The Delhi Supreme Court is currently negotiating another petition related to Subhash Khandelwal v. Max Bupa Health Insurance Company Limited which is Lower court. In this case the petitioner has an insurance policy from Max Bupa for a sum insured of Rs. 35 lakh. The petitioner alleged that when he was making his mental illness claim, he was informed of a clause in the policy that limited the amount insured to INR 50,000 with certain additional conditions that were contrary to Section 21 (4) of the MHCA stood. In its first observations, the Court found that the contested policy excludes a large number of mental illnesses from being fully covered by the policy. The Court has determined that this matter needs to be considered as such policies have affected a large number of people and has notified the IRDA to document the basis for policy approval.

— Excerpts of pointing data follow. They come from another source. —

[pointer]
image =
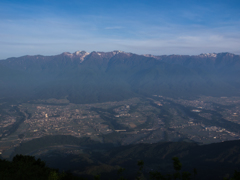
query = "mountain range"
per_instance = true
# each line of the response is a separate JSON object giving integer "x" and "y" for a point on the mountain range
{"x": 93, "y": 77}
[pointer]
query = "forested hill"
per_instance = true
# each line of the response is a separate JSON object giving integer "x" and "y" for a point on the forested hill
{"x": 212, "y": 161}
{"x": 98, "y": 77}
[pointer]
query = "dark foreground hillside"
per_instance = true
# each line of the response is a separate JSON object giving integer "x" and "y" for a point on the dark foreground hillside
{"x": 86, "y": 158}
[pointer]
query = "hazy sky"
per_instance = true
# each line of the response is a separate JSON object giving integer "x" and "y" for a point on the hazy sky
{"x": 50, "y": 27}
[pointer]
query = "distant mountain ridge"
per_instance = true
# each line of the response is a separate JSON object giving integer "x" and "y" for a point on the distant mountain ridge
{"x": 110, "y": 76}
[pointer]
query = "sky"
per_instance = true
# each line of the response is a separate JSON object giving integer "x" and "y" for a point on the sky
{"x": 158, "y": 27}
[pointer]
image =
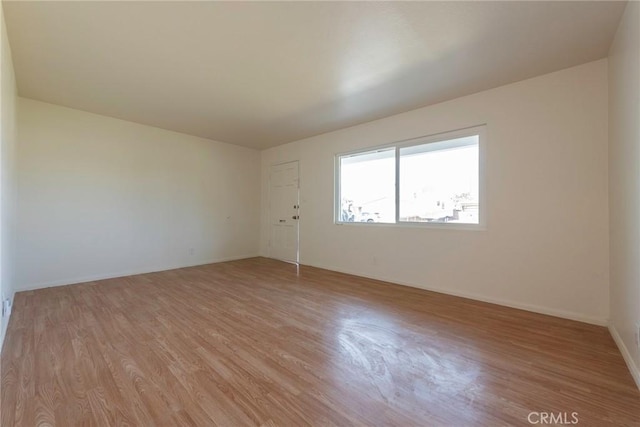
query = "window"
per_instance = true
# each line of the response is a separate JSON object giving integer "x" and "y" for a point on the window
{"x": 426, "y": 180}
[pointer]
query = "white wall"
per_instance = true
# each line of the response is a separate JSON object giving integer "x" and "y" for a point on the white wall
{"x": 7, "y": 170}
{"x": 100, "y": 197}
{"x": 624, "y": 184}
{"x": 546, "y": 155}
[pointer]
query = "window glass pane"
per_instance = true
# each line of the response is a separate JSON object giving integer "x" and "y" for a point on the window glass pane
{"x": 367, "y": 187}
{"x": 439, "y": 182}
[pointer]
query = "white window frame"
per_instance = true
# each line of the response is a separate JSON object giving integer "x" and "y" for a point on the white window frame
{"x": 479, "y": 130}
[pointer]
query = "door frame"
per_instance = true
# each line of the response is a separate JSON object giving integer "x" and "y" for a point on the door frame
{"x": 269, "y": 218}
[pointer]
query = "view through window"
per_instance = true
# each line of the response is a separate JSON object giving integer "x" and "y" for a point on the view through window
{"x": 438, "y": 182}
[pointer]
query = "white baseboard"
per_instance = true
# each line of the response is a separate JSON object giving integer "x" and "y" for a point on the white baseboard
{"x": 635, "y": 372}
{"x": 521, "y": 306}
{"x": 93, "y": 278}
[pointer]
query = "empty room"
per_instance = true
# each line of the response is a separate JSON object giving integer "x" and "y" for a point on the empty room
{"x": 312, "y": 213}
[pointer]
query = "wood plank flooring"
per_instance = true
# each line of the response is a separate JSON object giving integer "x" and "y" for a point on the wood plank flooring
{"x": 259, "y": 342}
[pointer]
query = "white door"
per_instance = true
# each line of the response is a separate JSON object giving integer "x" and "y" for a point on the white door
{"x": 283, "y": 212}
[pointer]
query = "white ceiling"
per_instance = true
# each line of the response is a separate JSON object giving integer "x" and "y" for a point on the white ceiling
{"x": 266, "y": 73}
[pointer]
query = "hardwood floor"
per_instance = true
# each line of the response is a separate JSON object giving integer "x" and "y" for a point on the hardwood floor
{"x": 257, "y": 342}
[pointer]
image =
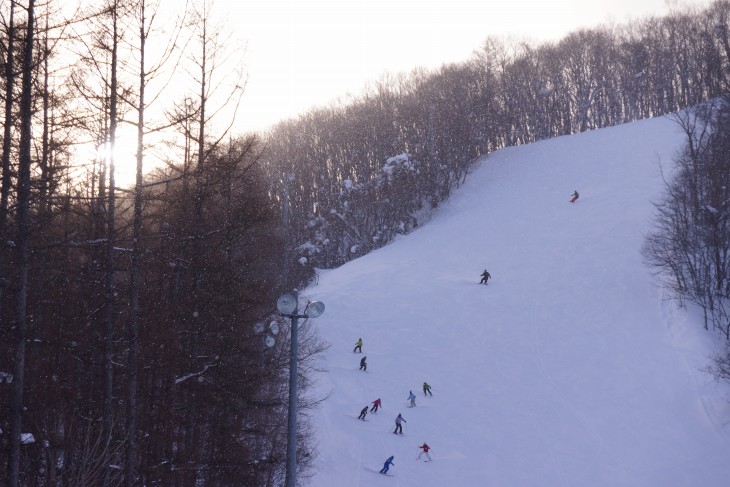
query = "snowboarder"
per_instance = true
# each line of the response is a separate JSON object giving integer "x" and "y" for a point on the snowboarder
{"x": 398, "y": 426}
{"x": 387, "y": 465}
{"x": 425, "y": 449}
{"x": 376, "y": 405}
{"x": 412, "y": 398}
{"x": 485, "y": 277}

While awaiting the final outcome of this case, the Delhi High Court’s observations reiterate the crucial role of the IRDAI in ensuring that insurance companies adhere to the letter and spirit of Section 21 (4) of the MHCA. In this regard, the IRDAI must play an exemplary and proactive role in exercising its inherent powers to regulate the approval of insurance policies and hold insurance companies accountable for their statutory obligations, particularly when they violate the provisions of the MHCA. This is without prejudice to the fact that under Section 109 of the MHCA, insurance companies and their representatives are liable to prosecution and should be held accountable for a violation of § 21 (4) MHCA. For about 197.3 million Indians Living with mental illness, the statutory right to health insurance for treating mental illness has finally become a reality. It is now up to insurance companies to meet their legal obligations to ensure that everyone has access to affordable mental health care without discrimination, both in terms of the text and in accordance with the spirit of the law.

Arjun Kapoor is a lawyer and Research Fellow at the Center for Mental Health Law & Policy, Indian Law Society, Pune, India.

Sayali Mahashur is a research fellow at the Center for Mental Health Law & Policy, Indian Law Society, Pune, India.

Recommended quotes: Arjun Kapoor and Sayali Mahashur, Right to Health Insurance: Ensuring Parity for Mental Illness in India, JURIST expert commentary, June 19, 2021, https://www.jurist.org/commentary/2021/06/kapoor-mahashur-health-insurance-india/.

This article has been prepared for publication by Vishwajeet Deshmukh Multimedia Director and Assistant Editor, JURIST Legal News and Commentary. Please direct any questions or comments to them at commentary@jurist.org

The opinions expressed in the JURIST comment are the sole responsibility of the author and do not necessarily reflect the views of any of the editors, associates, donors, or the University of Pittsburgh of JURIST.